Tha sinn a’ sireadh taic airson ‘Cuilean Craicte’ a stèidheachadh, club-leughaidh dha cloinn aois 7 gu 12 air a mhaoineachadh tro sgeama thabhartasan ballrachd.

We’re looking for start up funding for ‘Cuilean Craicte’, a Gaelic language reading club for young people aged 7 to 12, through a membership subscription scheme.

We recently tweeted about their success at meeting their Crowdfunding target of £5000 – and they are now well on their way to meeting their updated stretch target of £7500 with just under a fortnight to go until the deadline.

In a recent blog, the company’s volunteers have responded to a few questions posed to them by a parent which offers an insight into the publishing world, their business model and the social values of the project which are not only to encourage parents and children to read more in their free time, but also to free up public funds to be spent on other worthwhile projects. It’s well worth a read:


One thought on “Blog @CuileanCraicte: A 21st century business model for Gaelic publishing explained

  1. Cuilean Craicte is a front for Mairi Kidd, who some say has an axe to grind against Storlann, her former employee. We don’t want to be alarmist but when people’s private incomes and parent’s hard earned cash is involved, the full facts should be made available. It might be worth pointing out some facts to the readers of Social Media Alba.

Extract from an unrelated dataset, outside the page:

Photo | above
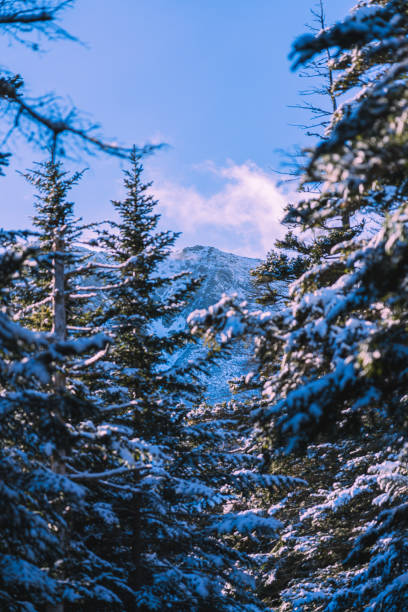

    There are no ‘professional publishers’ involved in Cuilean Craicte. Only one representative of a publisher, an individual called Mairi Kidd. There are in fact only 3 individuals involved in Cuilean Craicte, none of whom have professional translation experience. How do we know? Just check companies house records. There is only one ‘parent/set of parents’. The whole thing has been dressed up to seem much more ‘professional than it is.

    The key element of this missing is the Storlann national Gaelic resource body – this initiative appears to have been set up by a disgruntled former employee. Good luck to this initiative but we do hope parents and contributors are made aware of everything. Their ‘response’ to the parent’s question was revealing: they refused to reveal their names.